The museum has made extensive use of the Internet to publicize itself, the items it has on display, the services it offers, and Union County itself. As a result, the museum’s presence on the Internet grew over the course of 2013 and has continued to grow this year, attracting not only residents of Union County and the rest of America, but people from overseas.
“The daily reach total for May on Facebook was 8,399,” Kelly said. “As expected most of these are from the United States. However we do have ‘followers’ in Belgium, Azerbaijan, Germany, Great Britain, Hungary, Iran, Jordan, Thailand and South Africa.”
Kelly pointed out that this growth has exceeded that of similar institutions with the May “friend” total of 1,615 exceeding that of Caroliniana (1,087), S. C. Railroad Museum (1,606), Spartanburg County Historical Association (1,100), Chester County Historical Society (615) and the Museum and Library of Confederate History in Greenville (588).
At the end of June, Kelly said the Union County Historical Society — which owns the museum — had 1,648 Facebook fans, a number she described as “significantly more than most other public groups.”

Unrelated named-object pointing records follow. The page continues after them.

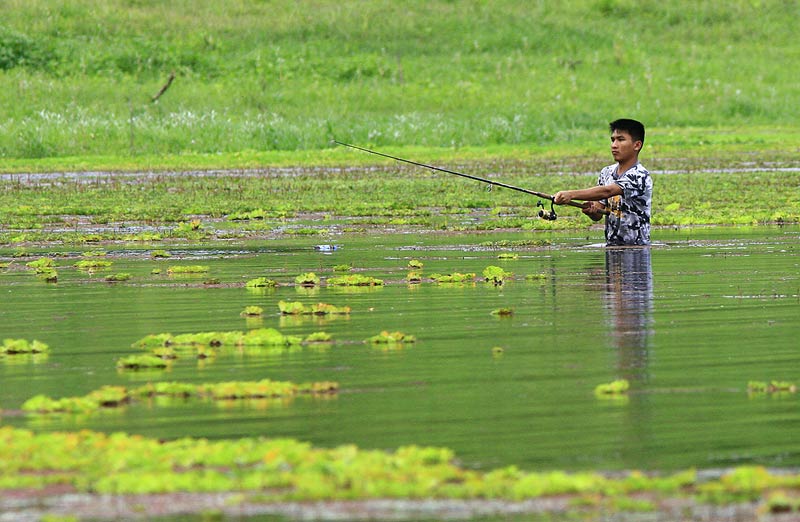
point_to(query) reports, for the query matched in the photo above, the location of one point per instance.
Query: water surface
(688, 322)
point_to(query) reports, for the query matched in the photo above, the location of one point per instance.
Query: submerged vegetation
(496, 275)
(115, 396)
(386, 337)
(285, 469)
(354, 280)
(618, 387)
(761, 387)
(22, 346)
(298, 308)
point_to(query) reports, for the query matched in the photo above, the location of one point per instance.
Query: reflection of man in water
(628, 300)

Kelly reported that as of July 8, “our total membership is 440 which we believe to be an all- time high. People from all over the United States are finding us on the Internet/Facebook and are asking for membership packages.”
Meeting Room Use
The museum, which is located at 127 W. Main St., Union, is made up of two floors. On the Main Street floor is the museum proper with its displays of artifacts from throughout Union County’s history.
Beneath the Main Street floor is the basement level which is primarily used by local and area organizations and other groups for meetings.
In May, the meeting room was used by the DAR; UDC; Pinckney Chapter, South Carolina Genealogical Society; and Dow-watchers Investment Club.
The museum was host to meetings and tours in June by the Union County Historical Society which held its quarterly meeting in the meeting room; the Union County Carnegie Library Board, the Dow-watchers Investment Club; the “Silver Streaks,” seniors from Travelers Rest Baptist Church; and the Union County Clemson Board.
Cross Keys House
The museum is owned by the Union County Historical Society which also owns the Cross Keys House.
In 1865, the Cross Keys House was visited by Confederate President Jefferson Davis, members of his cabinet, and their military escort as they fled south following the fall of the Confederate capital in Richmond, Va. to the Union army.
The historic nature of the plantation has made it a popular tourist attraction and the historical society is in the process of renovating the property to more fully restore its antebellum character while making it more convenient for visitors.
Kelly said that in May, Saturday traffic at the Cross Key House “continues to be excellent. Members of the Murphy family who grew up near the house used the grounds for a family reunion on Sunday, May 28. Approximately forty members were in attendance. Several passers-by were attracted by the crowd and stopped in to ask for a tour which the staff member on site was happy to provide.”
During the month of June, Kelly said “our beautiful Georgian Colonial house and plantation continue to grow in popularity. One recent Saturday saw 39 visitors tour the house and grounds. Preliminary plans are underway for a celebration of the 200th anniversary of what the late Col. W. J. Whitener called ‘a priceless piece of American History.’”
In May, Kelly presented a program on the Cross Keys Plantation at the Senior Adult Luncheon at Whitmire First Baptist Church. She was also able to share with the approximately 25 people present a power point presentation of Whitmire area postcards.
Kelly reported that on June 2 and 3, Suzanne Grieve (Collections Assessor)and William Anderson (AIA Architectural Assessor) toured the museum and the Cross Keys House as part of the Conservation Assessment Program. The purpose of the tour was to enable Grieve and Anderson to make a conservation assessment of the collection and properties.
“Suzanne’s assessment report with suggested goals is in and William’s will be available in July,” Kelly said.